INA – Who were the pioneers of ecology on television?

Allain Bougrain-Dubourg – In the 1960s, there were prestigious ambassadors who were the pride of our company. I would describe them as “savoiruriers”. I am thinking of Paul-Émile Victor, Jacques-Yves Cousteau, Alain Bombard and Haroun Tazieff. I was close to them and saw how they shook society. Sometimes with great clumsiness. Cousteau, for example, considered the climate question to be an obsession of nascent political ecology. All were invited on television sets and helped to educate viewers and programmers.

INA – What were these broadcasts like?

Programs of the time such as Claude Darget’s “The Life of Animals” played on the sensational and often told nonsense. Then François de La Grange arrived with “The Animals of the World” in the early 1970s. He brought animals to the set, which would be unthinkable today, and asked scientists to tell their stories. Subsequently, Christian Zuber staged himself around the world in “Camera in hand”. And in my turn, I started with “Animals and men” and “Land of beasts”. Eliane Victor, the wife of Paul-Emile Victor, who was a journalist and producer, almost got me into television. We shared the feeling of a weakened planet.
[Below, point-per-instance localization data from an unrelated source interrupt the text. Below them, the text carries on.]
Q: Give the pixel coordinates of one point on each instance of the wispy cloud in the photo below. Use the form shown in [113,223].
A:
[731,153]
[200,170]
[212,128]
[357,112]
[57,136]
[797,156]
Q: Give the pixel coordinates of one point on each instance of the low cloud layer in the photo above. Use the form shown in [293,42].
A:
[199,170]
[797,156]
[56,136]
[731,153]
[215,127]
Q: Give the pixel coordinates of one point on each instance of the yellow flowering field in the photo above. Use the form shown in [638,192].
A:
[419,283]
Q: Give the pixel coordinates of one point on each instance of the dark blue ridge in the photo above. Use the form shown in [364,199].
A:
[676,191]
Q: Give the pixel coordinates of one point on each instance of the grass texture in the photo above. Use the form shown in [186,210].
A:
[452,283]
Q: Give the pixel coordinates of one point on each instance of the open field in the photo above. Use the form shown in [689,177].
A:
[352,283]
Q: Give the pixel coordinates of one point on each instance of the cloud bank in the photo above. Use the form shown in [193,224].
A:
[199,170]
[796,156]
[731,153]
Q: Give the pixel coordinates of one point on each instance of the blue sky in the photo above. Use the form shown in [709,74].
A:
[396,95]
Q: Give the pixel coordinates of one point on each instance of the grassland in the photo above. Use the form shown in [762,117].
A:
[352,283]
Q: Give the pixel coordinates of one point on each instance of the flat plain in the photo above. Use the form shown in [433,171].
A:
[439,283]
INA- Have these programs had a real impact on public opinion?

ABD- At that time, we laid the foundations of ecological commitment. We were starting to denounce certain things, but we were careful. The viewers themselves called us to order. You have to put things in context. For example, if we showed a predator that was going to pounce on its prey, we cut at the last moment so as not to see the blood. It was all the paradox: to show without shocking. Then, Nicolas Hulot arrived and revolutionized the audiovisual landscape.

INA – What was its contribution?

ABD- At first, “Ushuaïa” was described as an “extreme magazine”. Nicolas Hulot paved the way for challenges and the incredible. There was a spectacle dimension. Just like Philippe de Dieuleveult with “The Treasure Hunt”. Nicolas Hulot then understood that this planet which served as his playground was fragile. This is where “Ushuaïa Nature” was born, a program committed to the beauty of images showing the nature that could disappear and not by the activism of violent images. Nicolas Hulot is also a very good speaker who knows how to share his emotions. He also used new technologies and had colossal resources.
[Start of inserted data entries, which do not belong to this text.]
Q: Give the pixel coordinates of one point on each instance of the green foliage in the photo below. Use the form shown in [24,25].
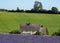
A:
[37,6]
[11,21]
[37,33]
[15,32]
[56,33]
[54,10]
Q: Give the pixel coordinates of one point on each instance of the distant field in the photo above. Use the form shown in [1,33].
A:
[11,21]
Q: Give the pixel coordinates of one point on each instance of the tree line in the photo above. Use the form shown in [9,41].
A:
[37,8]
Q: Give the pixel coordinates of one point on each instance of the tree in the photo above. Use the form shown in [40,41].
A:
[56,33]
[17,9]
[38,33]
[54,10]
[15,32]
[37,6]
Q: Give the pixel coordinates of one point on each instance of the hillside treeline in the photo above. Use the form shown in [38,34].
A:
[37,8]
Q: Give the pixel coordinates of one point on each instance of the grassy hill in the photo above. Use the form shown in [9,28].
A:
[11,21]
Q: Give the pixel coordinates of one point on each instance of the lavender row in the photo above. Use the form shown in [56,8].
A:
[9,38]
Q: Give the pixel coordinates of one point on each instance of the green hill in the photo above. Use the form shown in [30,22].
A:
[11,21]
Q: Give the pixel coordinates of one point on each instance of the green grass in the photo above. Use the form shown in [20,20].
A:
[11,21]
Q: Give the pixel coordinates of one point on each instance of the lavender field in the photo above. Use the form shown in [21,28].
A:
[9,38]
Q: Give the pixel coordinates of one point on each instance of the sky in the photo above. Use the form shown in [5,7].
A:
[28,4]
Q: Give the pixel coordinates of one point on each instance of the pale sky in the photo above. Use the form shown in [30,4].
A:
[28,4]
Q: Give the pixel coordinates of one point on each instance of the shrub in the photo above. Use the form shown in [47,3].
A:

INA – However, some of these programs are strongly criticized today…

ABD- Again, you have to put things in context. Cousteau was strongly attacked while some of his films like The silent world received the Palme d’or in 1956 and the Oscar for best documentary. He killed dolphins to feed sharks and film them. He sent grenades to the coral reefs to show off certain species. It is inconceivable today. At that time, there was a formula that said “bring them back alive”. It was about capturing animals and exhibiting them in zoos and everyone was in awe of their work. Similarly, Yann Arthus-Bertrand was strongly criticized for having used the helicopter in The earth from the sky. However, all these films and books have undoubtedly helped to show the beauty and fragility of nature. There is an evolution of society and morals, and that’s good.

INA – Does television still have a role to play in raising public awareness of biodiversity issues?
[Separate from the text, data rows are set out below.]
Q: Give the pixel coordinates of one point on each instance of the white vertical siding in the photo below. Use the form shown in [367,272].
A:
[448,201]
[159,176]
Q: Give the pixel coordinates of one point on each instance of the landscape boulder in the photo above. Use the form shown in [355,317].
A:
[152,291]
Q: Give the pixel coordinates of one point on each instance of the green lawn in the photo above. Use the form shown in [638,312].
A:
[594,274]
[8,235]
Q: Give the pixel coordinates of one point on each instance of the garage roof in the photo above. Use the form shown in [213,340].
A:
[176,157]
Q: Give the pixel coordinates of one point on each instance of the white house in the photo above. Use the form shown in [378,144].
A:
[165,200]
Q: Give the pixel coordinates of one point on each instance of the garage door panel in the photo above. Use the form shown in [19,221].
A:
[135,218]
ABD- I have the feeling that television is becoming the poor relation in terms of raising awareness among the general public. There is a real change in mentalities. Ecology is at the heart of the debate. Society is on the move. But it seems to me that it goes through youth and social networks. We talked a lot about Greta Thunberg. But there are hundreds, if not thousands, of Gretas today. Many young people who are aware of environmental issues do not vote, but they act differently. Their choice is made directly. For example, Zevent 2022, the great charity marathon for online streamers, raised more than 10 million euros in one weekend for four ecological associations, including the LPO (League for the Protection of Birds, of which Allain Bougrain Dubourg is president). . It’s extraordinary. We go from alert to engagement. And that, the youth understood it well. I am overwhelmed by the dynamism, commitment, creativity and determination of young people.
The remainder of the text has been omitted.